Pergunta: Você poderia nos contar sobre sua trajetória profissional até chegar ao MyInvestor?
Resposta: Minha jornada começou como bacharel em direito. Embora tenha começado em um escritório de advocacia, rapidamente percebi que minha vocação estava em outro lugar e ingressei no setor bancário através de serviços terceirizados para consultoria jurídica. Um dos principais atrativos era a possibilidade de essas instituições contratarem você diretamente, o que felizmente aconteceu comigo pouco antes da crise financeira estourar.
Entrei no Grupo Santander quando começavam a formar equipes multidisciplinares para digitalizar processos, especialmente o onboarding de clientes. Buscavam profissionais com visão jurídica que pudessem internalizar as novas regulamentações e explicá-las à equipe. Inicialmente trabalhei no nível da Espanha, mas conforme o fluxo regulatório aumentou e surgiram normas com impacto global, fui incorporado a uma equipe global para implementar essas regulamentações nos mais de 25 países onde o banco operava.
Fui inicialmente designado para a América Latina, mas gradualmente assumi mais regiões, o que me permitiu colaborar com consultorias do Big Four e evoluir de um perfil puramente jurídico para um mais completo. Já não apenas interpretava normas, mas implementava procedimentos, controles, políticas e treinamentos para diferentes departamentos.
Após vários projetos, fui incorporado a uma unidade que acabava de obter autorização para se tornar banco custodiante. Meu trabalho ali envolvia supervisionar que as gestoras e fundos de investimento cumprissem com as diversas regulamentações, assim como as obrigações próprias como banco.
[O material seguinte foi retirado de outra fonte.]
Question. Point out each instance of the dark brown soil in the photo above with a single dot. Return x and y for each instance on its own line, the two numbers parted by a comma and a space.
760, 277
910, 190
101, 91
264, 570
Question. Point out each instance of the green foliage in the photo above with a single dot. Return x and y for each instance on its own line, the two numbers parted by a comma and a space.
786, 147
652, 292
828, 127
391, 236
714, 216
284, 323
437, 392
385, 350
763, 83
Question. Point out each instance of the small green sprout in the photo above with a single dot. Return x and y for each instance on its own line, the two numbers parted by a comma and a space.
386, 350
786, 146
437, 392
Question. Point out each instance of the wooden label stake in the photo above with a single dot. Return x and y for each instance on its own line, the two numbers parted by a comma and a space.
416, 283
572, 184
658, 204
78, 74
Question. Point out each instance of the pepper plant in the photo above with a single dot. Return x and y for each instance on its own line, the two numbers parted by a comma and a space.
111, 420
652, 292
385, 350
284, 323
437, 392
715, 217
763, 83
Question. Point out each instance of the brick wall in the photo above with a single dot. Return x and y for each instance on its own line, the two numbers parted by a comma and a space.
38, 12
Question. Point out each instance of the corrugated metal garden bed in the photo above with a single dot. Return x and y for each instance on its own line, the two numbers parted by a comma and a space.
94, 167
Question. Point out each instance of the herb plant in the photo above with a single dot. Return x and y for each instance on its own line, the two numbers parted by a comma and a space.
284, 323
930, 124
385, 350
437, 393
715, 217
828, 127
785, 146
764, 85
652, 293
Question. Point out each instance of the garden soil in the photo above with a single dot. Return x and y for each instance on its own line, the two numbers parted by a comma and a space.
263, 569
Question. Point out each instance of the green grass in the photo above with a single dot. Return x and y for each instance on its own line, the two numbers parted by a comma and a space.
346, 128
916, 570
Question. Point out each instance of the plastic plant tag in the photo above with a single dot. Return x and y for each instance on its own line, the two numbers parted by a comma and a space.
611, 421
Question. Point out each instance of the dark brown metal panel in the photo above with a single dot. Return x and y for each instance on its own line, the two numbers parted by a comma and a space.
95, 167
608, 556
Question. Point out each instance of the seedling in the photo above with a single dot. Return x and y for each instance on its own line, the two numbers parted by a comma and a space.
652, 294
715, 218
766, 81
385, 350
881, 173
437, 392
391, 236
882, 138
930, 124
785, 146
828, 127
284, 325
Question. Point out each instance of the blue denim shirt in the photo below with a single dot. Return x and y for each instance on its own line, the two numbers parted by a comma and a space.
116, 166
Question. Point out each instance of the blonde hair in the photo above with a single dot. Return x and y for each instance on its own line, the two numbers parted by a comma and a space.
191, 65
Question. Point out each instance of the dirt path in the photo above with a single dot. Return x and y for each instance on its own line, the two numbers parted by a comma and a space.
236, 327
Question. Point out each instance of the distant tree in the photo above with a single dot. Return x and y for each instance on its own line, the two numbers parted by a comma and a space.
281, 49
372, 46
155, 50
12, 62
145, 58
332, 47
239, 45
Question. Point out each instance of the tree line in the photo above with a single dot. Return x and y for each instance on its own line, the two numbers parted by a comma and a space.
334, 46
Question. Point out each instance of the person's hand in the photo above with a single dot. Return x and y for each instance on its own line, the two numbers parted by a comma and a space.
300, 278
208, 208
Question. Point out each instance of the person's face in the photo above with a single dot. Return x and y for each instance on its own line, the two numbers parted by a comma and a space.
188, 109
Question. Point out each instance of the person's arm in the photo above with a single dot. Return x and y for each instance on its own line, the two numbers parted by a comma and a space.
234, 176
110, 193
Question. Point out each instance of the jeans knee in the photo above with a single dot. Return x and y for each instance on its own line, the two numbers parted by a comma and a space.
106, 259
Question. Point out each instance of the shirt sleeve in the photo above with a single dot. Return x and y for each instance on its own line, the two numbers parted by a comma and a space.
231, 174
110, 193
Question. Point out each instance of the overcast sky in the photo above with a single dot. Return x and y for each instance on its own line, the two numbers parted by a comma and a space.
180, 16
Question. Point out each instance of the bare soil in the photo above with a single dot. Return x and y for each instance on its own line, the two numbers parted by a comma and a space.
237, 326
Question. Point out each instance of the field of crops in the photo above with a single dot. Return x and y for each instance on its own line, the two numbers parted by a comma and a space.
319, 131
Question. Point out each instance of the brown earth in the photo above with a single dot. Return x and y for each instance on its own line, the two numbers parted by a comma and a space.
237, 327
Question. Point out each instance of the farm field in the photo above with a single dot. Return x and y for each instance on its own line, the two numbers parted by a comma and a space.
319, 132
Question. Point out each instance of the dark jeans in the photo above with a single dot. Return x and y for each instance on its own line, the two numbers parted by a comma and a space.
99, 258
Enfrentamos grandes desafios como a implementação da MiFID II e do Regulamento Europeu de Proteção de Dados, enquanto construíamos toda a estrutura de governança e supervisionávamos as unidades na América Latina.
Estive lá aproximadamente quatro anos até 2020, quando após uma operação corporativa com o Crédit Agricole, a unidade espanhola passou a ter acionistas majoritariamente franceses. Embora a recepção tenha sido excelente, depois de 10 anos no grupo senti a necessidade de uma mudança.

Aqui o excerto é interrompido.